World Population to Hit 7 Billion This Year, 10 Billion by 2100
With 2.3 billion more people arriving to the globe in the next 40 years, the battle for resources is just beginning.
The globe's seven billionth citizen will be born before January 2012, according to new estimates from the United Nations. It was only 1999 when the earth's population hit 6 billion, and by 2050 we're expected to add 2.3 billion more. Despite all the financial hardships many currently face, proud parents abound. But their joy might spell trouble for the rest of us.

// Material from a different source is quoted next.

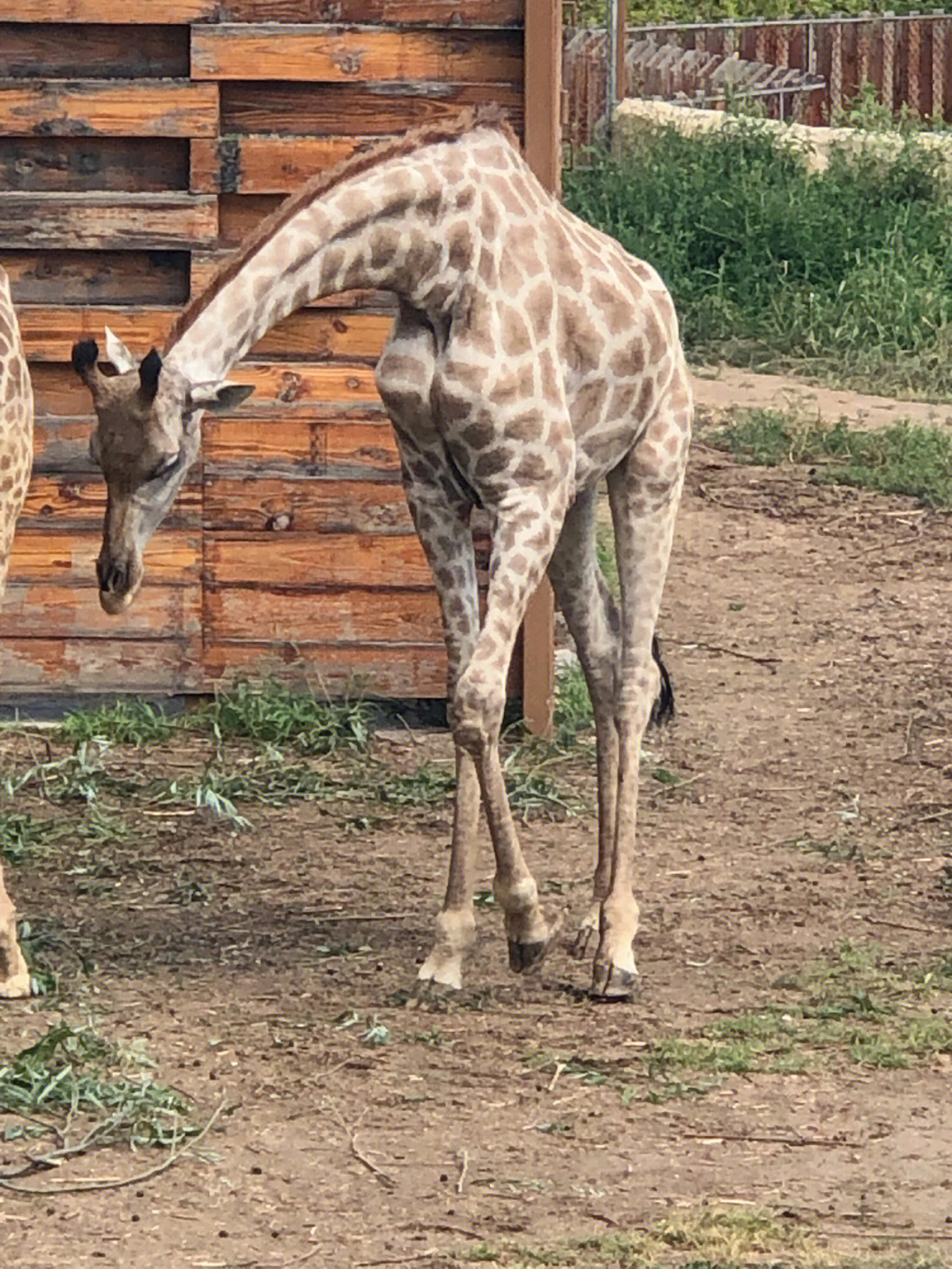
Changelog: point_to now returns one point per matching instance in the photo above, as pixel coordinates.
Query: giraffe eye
(165, 467)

For centuries, global population grew gradually. It only took 50 years, however, for the population to skyrocket from 3 billion to the current 7 billion, and studies say that the vast majority of the people coming into the world over the next four decades—a full 97 percent—will do so in less developed regions. Africa alone will account for nearly 49 percent of the growth. With so many mouths to feed in those struggling locales, the challenge of global sustainability will be even more acute in the coming years.
In many nations around the world, scarcity is already a concern—a cause the West has both exacerbated and halfheartedly tried to address time and time again. In June, the U.N.'s World Food Programme was struggling with a $360 million funding shortfall, putting hundreds of thousands of people living in the Horn of Africa at risk of starvation. At the same time, millions of people in Somalia alone are being cut off from food by Islamist rebel groups.

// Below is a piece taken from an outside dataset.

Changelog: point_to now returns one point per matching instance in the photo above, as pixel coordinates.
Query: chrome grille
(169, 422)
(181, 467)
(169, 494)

The population milestone should be a wake-up call to act on climate change, as the developing world is expected to bear the brunt of our carbon emissions in the West. It's also a reminder of the importance of promoting family planning initiatives in the developing world. This helps prevent the spread of HIV and AIDS, of course, but it also gives power to women and families who may have never heard of birth control before.
Because if you think what happens in Africa doesn't impact you, think again. Commenting on the data in the new issue of Science, Harvard economist David Bloom noted, "Although the issues immediately confronting developing countries are different from those facing the rich countries, in a globalized world demographic challenges anywhere are demographic challenges everywhere."